When Art Project started development several months ago, the team built the application using Java and the Master/Slave Datastore. However, as their launch date approached, we released the new High Replication Datastore configuration. With a scheduled maintenance period so soon after the site’s launch, they decided to switch over to the High Replication Datastore.
Before switching, they ran a load test to set a performance baseline for comparison after the application’s data was migrated. Now that the application has launched, we wanted to share the results of the test with you as an example of what to expect after a switch to the High Replication Datastore. Below are the mean numbers for latency of different parts of the site.
Here’s a description of what each page does behind the scenes:
Homepage: This is the landing page that just serves a static webpage for site navigation. Since this page does not pull information from the datastore, the latency is stable.
Collections: Art Project lets users create individual museum collections. These load tests specifically targeted adding and deleting paintings from a user’s personal collection, as well as rendering those collections. We notice the slightly increased latency from saving and deleting entities in the datastore.

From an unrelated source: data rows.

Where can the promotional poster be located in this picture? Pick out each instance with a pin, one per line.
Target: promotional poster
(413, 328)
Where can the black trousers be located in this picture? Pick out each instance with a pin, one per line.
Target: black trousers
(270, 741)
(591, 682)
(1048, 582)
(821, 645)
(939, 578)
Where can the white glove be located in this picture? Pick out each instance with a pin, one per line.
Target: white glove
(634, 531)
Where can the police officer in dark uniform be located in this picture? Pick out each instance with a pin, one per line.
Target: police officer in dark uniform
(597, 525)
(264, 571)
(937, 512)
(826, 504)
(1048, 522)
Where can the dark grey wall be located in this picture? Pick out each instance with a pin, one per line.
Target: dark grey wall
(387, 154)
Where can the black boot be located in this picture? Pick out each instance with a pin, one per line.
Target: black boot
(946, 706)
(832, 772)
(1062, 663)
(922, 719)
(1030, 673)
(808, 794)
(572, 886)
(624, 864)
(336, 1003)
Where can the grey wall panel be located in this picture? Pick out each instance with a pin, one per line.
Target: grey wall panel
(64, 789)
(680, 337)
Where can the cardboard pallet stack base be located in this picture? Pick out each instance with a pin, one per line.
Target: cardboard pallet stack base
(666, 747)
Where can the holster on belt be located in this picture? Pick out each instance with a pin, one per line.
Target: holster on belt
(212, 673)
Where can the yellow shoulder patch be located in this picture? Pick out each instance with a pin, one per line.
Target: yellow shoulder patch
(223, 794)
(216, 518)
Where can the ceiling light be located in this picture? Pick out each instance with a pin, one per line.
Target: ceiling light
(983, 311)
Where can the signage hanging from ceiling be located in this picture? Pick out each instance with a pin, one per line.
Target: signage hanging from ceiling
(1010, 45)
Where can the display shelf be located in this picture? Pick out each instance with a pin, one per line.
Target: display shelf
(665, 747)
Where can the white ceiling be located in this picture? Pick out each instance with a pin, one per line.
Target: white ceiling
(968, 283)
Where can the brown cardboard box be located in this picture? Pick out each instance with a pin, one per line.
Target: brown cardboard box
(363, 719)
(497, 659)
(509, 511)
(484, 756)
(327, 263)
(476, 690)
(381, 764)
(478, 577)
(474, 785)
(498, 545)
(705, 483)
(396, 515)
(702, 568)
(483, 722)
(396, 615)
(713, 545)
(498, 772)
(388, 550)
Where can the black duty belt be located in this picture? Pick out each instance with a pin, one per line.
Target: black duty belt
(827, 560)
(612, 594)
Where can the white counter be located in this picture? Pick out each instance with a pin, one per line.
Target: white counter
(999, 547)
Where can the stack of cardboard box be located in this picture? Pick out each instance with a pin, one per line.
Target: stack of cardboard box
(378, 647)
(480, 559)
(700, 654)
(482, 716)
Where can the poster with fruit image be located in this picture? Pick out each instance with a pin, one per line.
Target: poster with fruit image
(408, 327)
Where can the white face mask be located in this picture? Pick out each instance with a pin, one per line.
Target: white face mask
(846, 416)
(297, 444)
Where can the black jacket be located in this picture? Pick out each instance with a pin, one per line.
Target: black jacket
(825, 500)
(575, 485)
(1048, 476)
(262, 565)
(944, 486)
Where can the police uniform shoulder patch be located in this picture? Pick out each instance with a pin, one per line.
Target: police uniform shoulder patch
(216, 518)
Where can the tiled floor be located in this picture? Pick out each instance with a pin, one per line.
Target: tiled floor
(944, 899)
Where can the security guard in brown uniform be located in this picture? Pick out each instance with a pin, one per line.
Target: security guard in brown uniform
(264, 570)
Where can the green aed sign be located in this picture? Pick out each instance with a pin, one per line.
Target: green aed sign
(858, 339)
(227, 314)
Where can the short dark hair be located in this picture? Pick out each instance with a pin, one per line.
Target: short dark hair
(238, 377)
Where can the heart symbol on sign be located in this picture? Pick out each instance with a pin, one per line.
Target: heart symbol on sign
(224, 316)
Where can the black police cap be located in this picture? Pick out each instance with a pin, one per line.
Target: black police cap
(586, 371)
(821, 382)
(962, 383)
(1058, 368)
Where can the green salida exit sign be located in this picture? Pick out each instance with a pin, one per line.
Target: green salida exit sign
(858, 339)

Level Maps: These pages simply performed get() calls on the datastore using entity keys. Latency on these pages is consistent across instances.
Info Spots: This handler performs the most data intensive calculations of all of the handlers. It calculates all line of sight interest points for a user’s map position in a museum gallery room, and saves the points of interest to the datastore for that location. The good news is, this calculation doesn’t have to happen for every user. Once this data has been calculated for a given spot, it can re-used for other visitors to the site.

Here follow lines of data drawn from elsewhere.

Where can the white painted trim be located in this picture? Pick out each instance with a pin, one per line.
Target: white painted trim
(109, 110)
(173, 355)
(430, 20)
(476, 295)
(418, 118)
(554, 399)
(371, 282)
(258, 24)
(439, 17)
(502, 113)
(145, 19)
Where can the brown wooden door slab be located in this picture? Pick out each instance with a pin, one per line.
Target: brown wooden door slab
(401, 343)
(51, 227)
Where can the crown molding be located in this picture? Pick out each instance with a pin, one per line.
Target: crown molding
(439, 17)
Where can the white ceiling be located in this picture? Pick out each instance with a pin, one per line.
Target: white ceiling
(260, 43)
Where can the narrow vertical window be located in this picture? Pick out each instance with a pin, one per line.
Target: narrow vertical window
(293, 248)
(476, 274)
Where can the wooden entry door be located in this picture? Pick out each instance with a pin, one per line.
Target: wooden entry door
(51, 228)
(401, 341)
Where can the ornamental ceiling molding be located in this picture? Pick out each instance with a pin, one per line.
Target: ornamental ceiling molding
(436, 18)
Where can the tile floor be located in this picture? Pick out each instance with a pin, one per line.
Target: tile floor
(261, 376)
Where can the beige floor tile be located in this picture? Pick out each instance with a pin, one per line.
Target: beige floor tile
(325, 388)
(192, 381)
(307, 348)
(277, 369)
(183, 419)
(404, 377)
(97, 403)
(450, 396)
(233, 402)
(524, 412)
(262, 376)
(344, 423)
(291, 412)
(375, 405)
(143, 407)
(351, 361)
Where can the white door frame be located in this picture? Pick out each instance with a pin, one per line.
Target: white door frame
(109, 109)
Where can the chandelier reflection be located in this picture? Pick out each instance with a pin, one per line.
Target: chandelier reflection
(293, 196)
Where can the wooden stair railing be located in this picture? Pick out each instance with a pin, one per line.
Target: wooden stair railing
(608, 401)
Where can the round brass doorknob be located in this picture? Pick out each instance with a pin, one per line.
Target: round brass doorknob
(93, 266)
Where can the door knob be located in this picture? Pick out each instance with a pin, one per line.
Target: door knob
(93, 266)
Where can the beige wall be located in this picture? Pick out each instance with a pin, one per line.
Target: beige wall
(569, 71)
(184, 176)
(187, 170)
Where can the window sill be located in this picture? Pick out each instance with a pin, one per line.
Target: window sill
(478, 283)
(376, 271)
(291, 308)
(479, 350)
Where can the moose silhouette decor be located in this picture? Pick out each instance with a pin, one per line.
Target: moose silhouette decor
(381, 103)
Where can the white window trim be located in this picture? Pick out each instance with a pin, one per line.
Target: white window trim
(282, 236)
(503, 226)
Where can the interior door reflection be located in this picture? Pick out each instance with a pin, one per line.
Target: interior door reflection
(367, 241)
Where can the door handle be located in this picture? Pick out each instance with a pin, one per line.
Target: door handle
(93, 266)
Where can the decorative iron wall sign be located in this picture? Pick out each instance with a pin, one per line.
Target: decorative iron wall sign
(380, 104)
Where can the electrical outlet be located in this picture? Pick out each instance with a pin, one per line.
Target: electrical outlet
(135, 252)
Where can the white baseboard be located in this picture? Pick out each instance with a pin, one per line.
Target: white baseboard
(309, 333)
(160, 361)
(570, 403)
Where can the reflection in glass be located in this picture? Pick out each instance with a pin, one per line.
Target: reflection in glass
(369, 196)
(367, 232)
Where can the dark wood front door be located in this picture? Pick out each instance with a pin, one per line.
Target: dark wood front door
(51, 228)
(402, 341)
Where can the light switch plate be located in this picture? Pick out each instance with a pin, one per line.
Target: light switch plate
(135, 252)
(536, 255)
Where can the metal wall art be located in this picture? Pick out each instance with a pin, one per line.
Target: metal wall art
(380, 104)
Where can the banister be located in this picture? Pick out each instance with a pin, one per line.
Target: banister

As you can see, while there was some increased latency when switching to the High Replication datastore, the site latency is still very low. And the migration required no major code changes and no modification to the datastore structure between the two load tests.
For more information about the High Replication Datastore, see the Datastore documentation. The next scheduled maintenance period for the Master/Slave datastore is February 7th, 2011 from 5pm - 6pm PST. The High Replication datastore and Google Art Project will not need to be read-only during this period. On the High Replication Datastore, your application won’t need to be either.